Investing

4 simple investing tips if you're nervous about market volatility

Volatility in the stock market can be triggered by external events, so make sure you're ready.

Twenty/20

The coronavirus pandemic has sent stock markets on a ride. The Dow Jones Industrial Average dropped for a second straight day on Tuesday as new infections spiked across the country and an agreement on potential stimulus relief before the election came to seem like a longshot. On Monday, the Dow closed 650 points lower for its worst day since September.

Markets have been on a roller coaster for much of 2020. They hit all-time highs in February, cratered 34% in March, and had the best 50-day stretch in history before slumping again and leveling back out.

Bumpiness in the market can be triggered by external events, like a viral outbreak, but even drastic short-term circumstances shouldn't alter your long-term goals, money advisors agree. Here are a few expert-recommended steps you can take as an investor during volatile times.

Stick to your plan

If your goal is to save for your child's college education, your may expect to pull money out of an investment vehicle like a 529 plan after a 10- or 15-year target date. If you're hoping to save enough for retirement, on the other hand, you're probably intending to stay invested for at least a couple of decades, depending on your age.

Whatever your endgame may be, if you're investing for the long term, it makes sense to stay the course for now. Pulling out of your investments during a decline can make it tougher to recover when the market eventually rebounds, as it has always done before.

In a recent survey of nearly 1,000 Americans, 42% of investors who panic-sold at least one stock because of fears of the pandemic later said they regretted their choice.

Take a break from the news

Two-thirds of 2,500 respondents intentionally did nothing with their portfolio amid the crisis, a Bankrate survey found. Experts say that's smart: "The best investors are the ones who forget they have an account," Khe Hy, of self-improvement blog RadReads, told Grow in June.

Think about muting the noise or walking away from news coverage if it causes anxiety or tempts you to make an impulsive move. "Call your advisor to talk through it," Chris Briscoe, a certified financial planner, vice president, and wealth advisor at Girard, recently told Grow. "Take some time to revisit your plan and remember what you are investing for." 

Make sure your investments are diversified

Look to shore up your portfolio with a diverse mix of stocks, bonds, and other vehicles before making any drastic moves. While some areas of the market may tumble, you're likely to remain invested in industries performing well if your investments are varied and spread across different sectors.

"Choose investments that are diverse in sector, size, and the one that is often missed: geographic location," Nicole Loftus, the founder and chief executive officer funding and investing platform SkinX, tells Grow. "Look at how the pandemic has affected some regions more than others, or some industries more than others. Diversification is everything and always has been."

You'll likely have multiple years to invest ahead of you, so try to maintain the long-haul perspective. If you "feel the need to do something in the face of market volatility," Greg McBride, Bankrate's chief financial analyst, explained, you can "add to positions that have been declining. This is 'buying the dip' — the equivalent of getting assets on sale."

Or, he suggests, look to "rebalance your portfolio back to its original investment mix, moving some money from what has outperformed into what has underperformed. This also enforces the discipline of selling high and buying low."

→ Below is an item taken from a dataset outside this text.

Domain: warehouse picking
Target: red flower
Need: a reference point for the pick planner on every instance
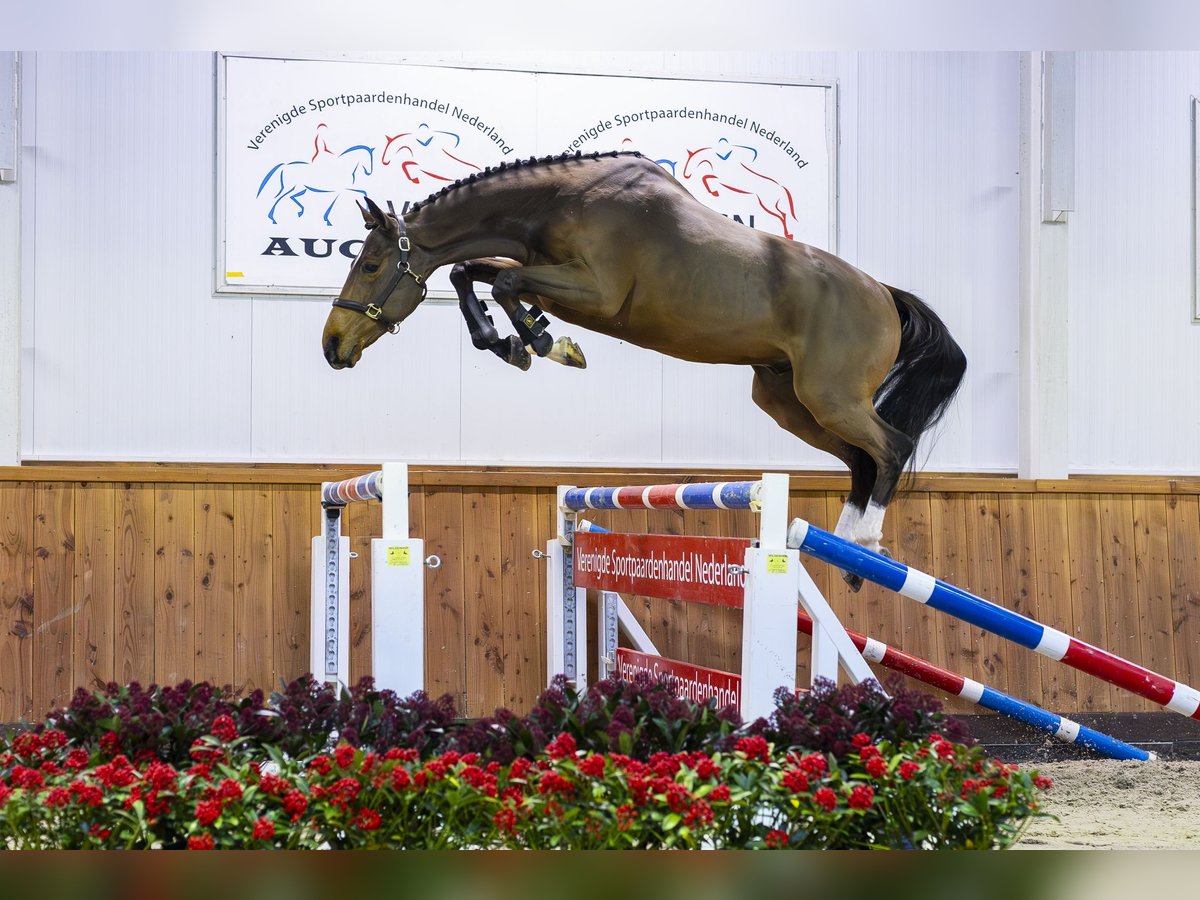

Remember that, historically, markets have bounced back

It's understandable market swings can make investors nervous, especially those with less experience. MagnifyMoney data shows younger people were more likely to sell in a crisis.

If you leave your money in the stock market, though, history indicates you're in a good position to grow your wealth. Looking back at the long-term performance and precedent of market recoveries can help keep you from doing anything rash.

Markets can move suddenly in either direction, so be sure to look at the full picture and "take a gradual approach," Becky Krieger, a certified financial planner at Accredited.com, tells Grow. "Market timing is impossible. Invest over time in a regimented way."